Redemption Songs

Is it my body
I inhabit, or do I only haunt
a country whose maps have grown
unreadable?
Luisa A. Igloria, “On Suffering

This body, a box of paints with a broken brush,
a violin with a bow
of exploded horsehair.
But the maker of mosaics knows the value
of shattered glass. The collage artist
pieces the picture together out of fragments.

My body, a swamp to shelter
runaway slaves, a garden run wild.
Some months, the land
produces enough to keep us fed.
Other months, the crops wither
from harshness.
The soil resurrects
itself by consuming every dead
creature back to basic elements
and recycling all our dreams.

We are cameras with vast
digital files and no efficient way of archiving
them.

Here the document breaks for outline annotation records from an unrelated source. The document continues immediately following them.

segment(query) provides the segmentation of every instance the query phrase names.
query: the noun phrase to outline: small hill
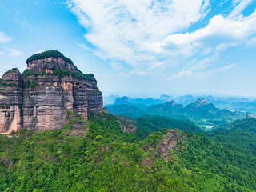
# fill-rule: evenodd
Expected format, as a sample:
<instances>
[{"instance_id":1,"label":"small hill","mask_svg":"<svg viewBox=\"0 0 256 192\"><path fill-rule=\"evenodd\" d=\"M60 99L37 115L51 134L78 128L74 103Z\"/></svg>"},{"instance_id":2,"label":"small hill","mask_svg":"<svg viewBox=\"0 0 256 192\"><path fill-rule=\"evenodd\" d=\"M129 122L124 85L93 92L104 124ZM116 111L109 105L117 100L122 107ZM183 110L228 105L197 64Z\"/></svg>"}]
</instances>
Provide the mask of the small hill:
<instances>
[{"instance_id":1,"label":"small hill","mask_svg":"<svg viewBox=\"0 0 256 192\"><path fill-rule=\"evenodd\" d=\"M112 105L106 106L108 111L111 114L123 115L133 118L138 118L144 114L145 111L131 105Z\"/></svg>"}]
</instances>

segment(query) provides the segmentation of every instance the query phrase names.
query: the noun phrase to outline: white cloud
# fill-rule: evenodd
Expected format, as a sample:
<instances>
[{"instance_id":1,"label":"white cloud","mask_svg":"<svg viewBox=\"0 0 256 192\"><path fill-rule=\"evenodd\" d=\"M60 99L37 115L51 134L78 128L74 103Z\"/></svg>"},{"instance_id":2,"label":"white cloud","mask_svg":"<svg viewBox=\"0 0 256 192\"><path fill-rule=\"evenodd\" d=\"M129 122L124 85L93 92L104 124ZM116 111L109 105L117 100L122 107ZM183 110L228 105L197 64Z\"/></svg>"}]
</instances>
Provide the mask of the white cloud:
<instances>
[{"instance_id":1,"label":"white cloud","mask_svg":"<svg viewBox=\"0 0 256 192\"><path fill-rule=\"evenodd\" d=\"M43 52L43 50L38 50L35 54L41 54L42 52Z\"/></svg>"},{"instance_id":2,"label":"white cloud","mask_svg":"<svg viewBox=\"0 0 256 192\"><path fill-rule=\"evenodd\" d=\"M198 21L208 2L72 0L69 7L88 30L85 38L98 48L95 54L138 66L158 62L153 43Z\"/></svg>"},{"instance_id":3,"label":"white cloud","mask_svg":"<svg viewBox=\"0 0 256 192\"><path fill-rule=\"evenodd\" d=\"M167 79L176 79L176 78L184 78L184 77L188 77L188 76L193 76L193 77L198 77L198 78L207 78L210 77L210 75L213 75L214 74L218 74L218 73L221 73L228 70L230 70L232 68L234 68L236 66L236 64L231 64L231 65L228 65L226 66L222 66L215 70L208 70L208 71L205 71L205 72L193 72L190 70L183 70L181 71L178 74L175 74L174 75L172 75L170 78L167 78Z\"/></svg>"},{"instance_id":4,"label":"white cloud","mask_svg":"<svg viewBox=\"0 0 256 192\"><path fill-rule=\"evenodd\" d=\"M13 48L6 48L6 50L7 52L9 52L9 56L10 57L18 57L22 54L23 54L23 53L18 50L15 50L15 49L13 49Z\"/></svg>"},{"instance_id":5,"label":"white cloud","mask_svg":"<svg viewBox=\"0 0 256 192\"><path fill-rule=\"evenodd\" d=\"M84 49L84 50L90 50L86 44L79 43L79 42L75 42L75 44L78 46L80 46L82 49Z\"/></svg>"},{"instance_id":6,"label":"white cloud","mask_svg":"<svg viewBox=\"0 0 256 192\"><path fill-rule=\"evenodd\" d=\"M0 43L9 42L11 41L11 38L9 38L6 34L0 31Z\"/></svg>"},{"instance_id":7,"label":"white cloud","mask_svg":"<svg viewBox=\"0 0 256 192\"><path fill-rule=\"evenodd\" d=\"M193 3L189 0L69 0L67 3L86 29L84 37L94 46L90 50L94 54L112 61L110 64L115 69L120 68L119 62L134 66L125 75L149 74L165 66L174 66L174 61L181 56L205 58L191 62L178 78L207 68L218 59L218 53L230 47L254 44L256 12L247 17L241 14L251 2L233 0L233 10L226 17L226 13L214 15L210 0ZM206 26L210 11L214 16ZM186 33L194 23L202 28L190 32L192 27Z\"/></svg>"},{"instance_id":8,"label":"white cloud","mask_svg":"<svg viewBox=\"0 0 256 192\"><path fill-rule=\"evenodd\" d=\"M111 67L114 70L120 70L122 67L122 63L120 63L120 62L110 62L110 64Z\"/></svg>"},{"instance_id":9,"label":"white cloud","mask_svg":"<svg viewBox=\"0 0 256 192\"><path fill-rule=\"evenodd\" d=\"M183 70L182 72L179 72L178 74L174 74L169 79L180 78L186 76L190 76L193 73L190 70Z\"/></svg>"},{"instance_id":10,"label":"white cloud","mask_svg":"<svg viewBox=\"0 0 256 192\"><path fill-rule=\"evenodd\" d=\"M180 54L190 55L198 48L225 50L246 42L255 33L256 12L235 20L218 15L212 18L204 28L192 33L169 35L162 42L158 42L158 45L160 46L159 50L174 46ZM183 51L184 49L187 51Z\"/></svg>"}]
</instances>

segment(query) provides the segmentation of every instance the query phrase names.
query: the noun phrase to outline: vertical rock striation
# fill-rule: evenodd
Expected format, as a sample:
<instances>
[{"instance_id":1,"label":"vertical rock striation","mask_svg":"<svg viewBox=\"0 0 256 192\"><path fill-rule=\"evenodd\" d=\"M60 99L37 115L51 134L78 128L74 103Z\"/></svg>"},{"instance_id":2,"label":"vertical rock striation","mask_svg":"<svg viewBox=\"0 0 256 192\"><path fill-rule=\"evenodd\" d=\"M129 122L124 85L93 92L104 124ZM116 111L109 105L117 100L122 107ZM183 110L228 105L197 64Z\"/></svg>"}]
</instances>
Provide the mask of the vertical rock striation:
<instances>
[{"instance_id":1,"label":"vertical rock striation","mask_svg":"<svg viewBox=\"0 0 256 192\"><path fill-rule=\"evenodd\" d=\"M102 94L93 74L84 74L58 51L31 56L22 75L7 71L0 82L0 134L62 129L67 111L87 119L102 109Z\"/></svg>"}]
</instances>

Some days, we can find what we need
in this filing cabinet of doom; some years, we search
with increasing desperation for the lost
material. The best afternoons develop
when we take unplanned rambles
through the weedy, winding paths
so far from home.

Once, I was an athlete, running
long distances in the pre-dawn haze
of summer. Now I set the kettle
on to boil as I plot
the day ahead. Once I breakfasted
on the freshest fruit. Now I bake
muffins, close cousins to cupcakes.
I adorn each one with a quilt
of my homemade lemon curd
and the preserved and sugared rinds
of citrus from the trees that stoop
with gifts for those with eyes to see.